You might be an ARP if...
  1. You've had blisters in places you never thought possible.
  2. Sleep has become an option rather a necessity.
  3. You are happy to be woken up at 3 am by the screeching beeps of a pager
  4. Your boots age 10x faster than average.
  5. You've spent your Christmas night in a van babysitting a burnt-down house.
  6. You've played a terrorist/hostage/bank robber/rioter for the SWAT team, essentially playing paintball with them.
  7. Lacking a window punch, you've gained access to an MVA victim using an avalanche shovel.
  8. You've directed traffic before you could legally drive.
  9. You've gone for two hour hikes at 3 am... sometimes to look for a missing person, sometimes just for fun.
  10. It seems like every year your dividend at REI gets larger.
  11. You consider yourself an energy bar/gel/powder connoisseur because you've tried just about every brand and flavor.
  12. Your tan isn't really a tan... it's just a thick layer of dirt.
  13. Free food motivates you do things you otherwise wouldn't.
  14. When hanging out with a group of friends you are comforted by the fact that you are usually accompanied by some combination of SAR personnel, EMTs, swiftwater rescue techs, rock rescue techs, cops, firefighters, Hazmat techs, avalanche rescue techs, paramedics, doctors, nurses, etc...
  15. Most people your age play video games and get drunk for fun. You save lives.

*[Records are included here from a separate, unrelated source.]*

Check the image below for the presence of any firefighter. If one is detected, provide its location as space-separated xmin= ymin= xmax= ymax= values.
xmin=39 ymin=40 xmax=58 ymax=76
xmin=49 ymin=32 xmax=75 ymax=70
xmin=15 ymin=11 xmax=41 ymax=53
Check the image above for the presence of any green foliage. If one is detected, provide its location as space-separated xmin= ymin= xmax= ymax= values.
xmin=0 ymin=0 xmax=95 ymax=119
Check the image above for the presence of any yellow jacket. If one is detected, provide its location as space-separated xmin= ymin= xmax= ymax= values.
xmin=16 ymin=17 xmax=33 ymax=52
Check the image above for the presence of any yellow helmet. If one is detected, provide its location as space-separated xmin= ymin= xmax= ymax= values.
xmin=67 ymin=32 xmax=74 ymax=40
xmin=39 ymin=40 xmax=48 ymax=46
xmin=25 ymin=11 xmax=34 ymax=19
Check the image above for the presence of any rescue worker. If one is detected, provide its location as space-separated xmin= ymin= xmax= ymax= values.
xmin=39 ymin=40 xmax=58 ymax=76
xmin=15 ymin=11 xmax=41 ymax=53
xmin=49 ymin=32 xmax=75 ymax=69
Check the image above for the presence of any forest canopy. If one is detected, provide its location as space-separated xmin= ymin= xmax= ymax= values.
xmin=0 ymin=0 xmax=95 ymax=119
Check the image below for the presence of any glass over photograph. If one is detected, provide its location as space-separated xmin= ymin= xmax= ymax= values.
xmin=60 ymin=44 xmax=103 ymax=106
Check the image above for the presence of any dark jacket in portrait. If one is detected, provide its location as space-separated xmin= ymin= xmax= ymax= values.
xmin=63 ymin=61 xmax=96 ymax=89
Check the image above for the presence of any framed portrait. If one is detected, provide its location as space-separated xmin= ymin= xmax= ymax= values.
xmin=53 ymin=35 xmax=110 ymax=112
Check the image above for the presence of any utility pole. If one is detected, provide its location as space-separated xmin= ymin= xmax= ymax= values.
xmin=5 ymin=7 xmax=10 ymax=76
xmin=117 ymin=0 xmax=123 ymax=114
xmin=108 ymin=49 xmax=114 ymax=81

  16. You know not to volunteer for a dog team or to carry the rock bags unless you want to work your ass off.
  17. You could live out of your pack for months. You could live out of your car indefinitely, and indeed you've lived out of each for some amount of time on multiple occasions.
  18. You know which members to avoid sleeping near because they snore, sleepwalk or talk in their sleep.
  19. You've forgotten what home looks like.
  20. You prefer to light your campfires with road flares.

This post is a part of Normal Sinus Rhythm, a collaborative writing project in which awesome EMS bloggers from all over the country share their experiences/misadventures/whatnot.